Y no se puede uno marchar sin probar el plato más famoso de Le Mans, las rillettes, un delicioso paté de carne.

El Museo de Tessé es un destacado edificio del siglo XIX. Es uno de los grandes museos de Le Mans junto al museo de Allonnes y el nuevo museo de arqueología. El museo fue creado durante el reinado de Luis XVI y conoció diversas evoluciones y variantes. Hoy es día, es conocido sobre todo por sus colecciones egipcias y representaciones pictóricas mitológicas de primer orden. El museo de la reina Berenguela agrupa las obras sobre la historia de la Sarthe y sobre la vida de Le Mans.

La ciudad de Le Mans es mundialmente conocida por las 24 Horas de Le Mans, la carrera de automovilismo de resistencia más prestigiosa del mundo y uno de los eventos deportivos más célebres en Francia. Se disputa desde 1923 en el Circuito de La Sarthe y forma parte del Campeonato Mundial de Resistencia.
Suidinium
Astérix y Obélix prosiguieron su viaje y llegaron a Lutecia (París). En el cómic, Lutecia se encuentra en una isla en medio del Sena. Es lo que hoy conocemos como La Isla de la Cité.
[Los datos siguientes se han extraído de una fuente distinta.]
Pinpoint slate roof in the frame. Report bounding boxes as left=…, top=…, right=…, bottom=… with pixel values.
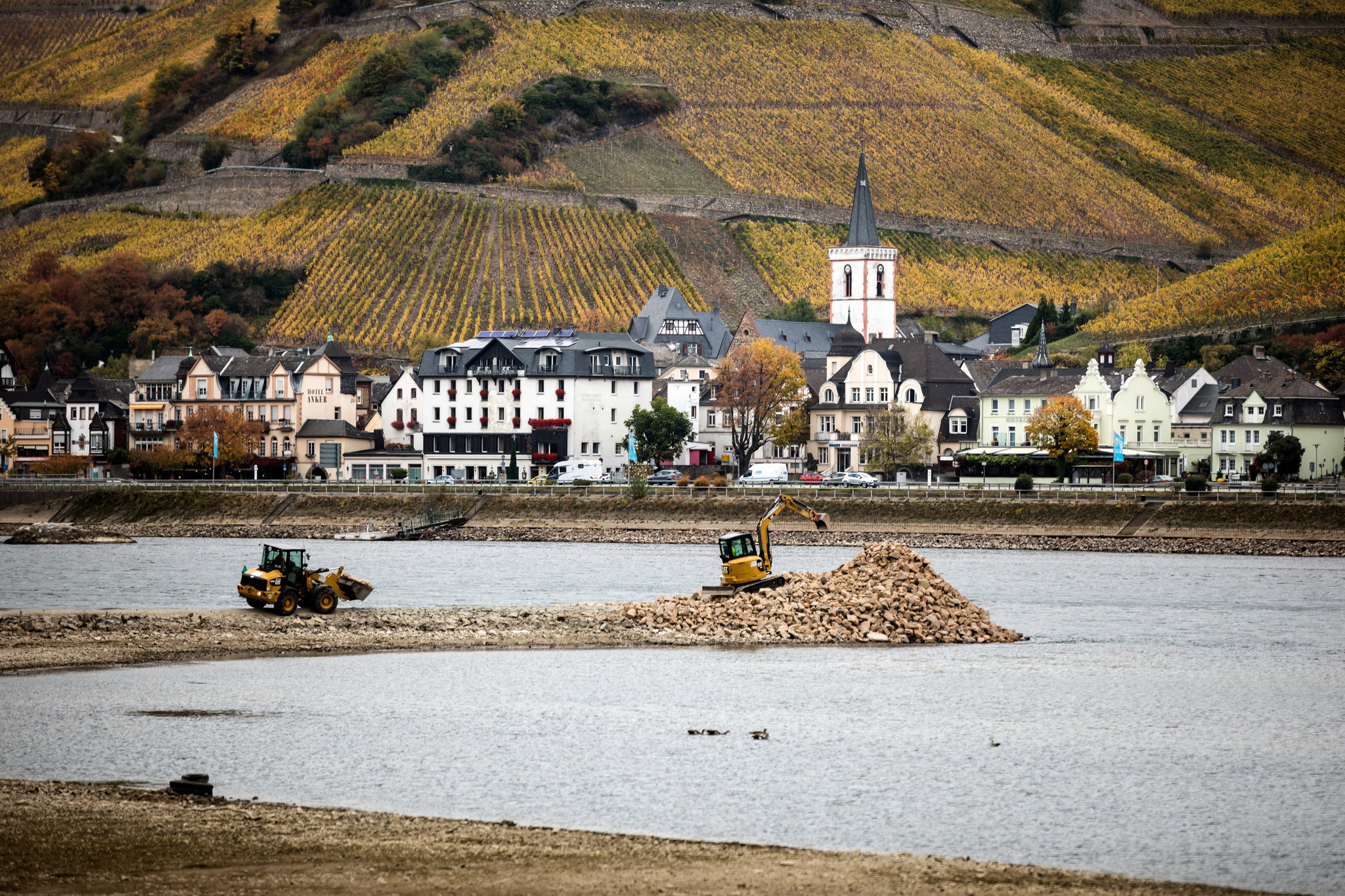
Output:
left=295, top=417, right=374, bottom=442
left=624, top=285, right=733, bottom=360
left=845, top=152, right=882, bottom=246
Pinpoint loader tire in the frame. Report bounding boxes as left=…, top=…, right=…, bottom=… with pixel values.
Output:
left=312, top=584, right=336, bottom=615
left=276, top=588, right=299, bottom=616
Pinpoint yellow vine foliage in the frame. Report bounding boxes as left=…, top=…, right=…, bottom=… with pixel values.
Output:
left=0, top=137, right=47, bottom=208
left=0, top=9, right=131, bottom=75
left=733, top=222, right=1180, bottom=317
left=1086, top=212, right=1345, bottom=340
left=269, top=188, right=705, bottom=351
left=186, top=32, right=401, bottom=144
left=345, top=12, right=1209, bottom=242
left=0, top=0, right=276, bottom=106
left=0, top=184, right=363, bottom=282
left=1114, top=36, right=1345, bottom=175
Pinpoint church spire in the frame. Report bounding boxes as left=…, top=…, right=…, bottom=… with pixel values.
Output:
left=1032, top=321, right=1056, bottom=368
left=845, top=150, right=882, bottom=246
La Isla de la Cité o Isla del Asentamiento, se encuentra en medio del río Sena en el corazón de la ciudad de París. Es considerada la cuna de la ciudad de París. Es la isla más grande del Sena, en la cual 200 años a.C. se instaló la tribu celta de los parisii y fundó su ciudad, Lutecia. 

Gui de Bazoches la evocaba en 1190 como "la cabeza, el corazón y la médula de París". Durante largo tiempo se pensó que una pequeña tribu gala llamada los parisii vivía en la isla desde 250 antes de Cristo. La zona era rica en pesca y en caza y el acceso de un lado a otro del Sena era más fácil gracias a la estrechez del río. Dos pasarelas de madera prolongaban el camino natural Norte-Sur que descendía del monte de La Chapelle e iba hacia la colina de Santa Genoveva, permitiendo así evitar las muchas marismas alrededor.
Lutecia
En 52 a. C., en tiempos de la lucha entre Vercingétorix y Julio César, los parisii vivían efectivamente en los alrededores de la isla.

Pero hoy en día, los historiadores se inclinan más bien por otras hipótesis, instalándose seguramente más lejos de esa ubicación.
Isla de la Cité
Tres famosas edificaciones de la época medieval permanecen aún sobre la isla de la Cité: la Catedral Notre Dame de París, la Sainte Chapelle  y la Conciergerie. También se encuentran en ella: el Puente Nuevo, inaugurado en el siglo XVII;  la prefectura de policía de París; el Palacio de Justicia de París; el Hôtel Dieu; el Memorial a los Mártires de la Deportación y el mercado de flores de la ciudad. De los 37 puentes de París, ocho comunican Ile de la Cité con la ciudad.

Podremos también visitar El Bosque de Boulogne (en francés: Bois de Boulogne) o de Bolonia, es un parque que se encuentra en el límite oeste del XVI distrito de París, cerca del suburbio de Boulogne-Billancourt.
El Bosque de Boulogne
El Bosque de Bolonia tiene una superficie de 846 hectáreas, dos veces y media más grande que Central Park de Nueva York, y 3,3 veces mayor que el Hyde Park de Londres, aunque su superficie no alcanza la mitad de la Casa de Campo de Madrid, que cuenta con 1722,6 ha.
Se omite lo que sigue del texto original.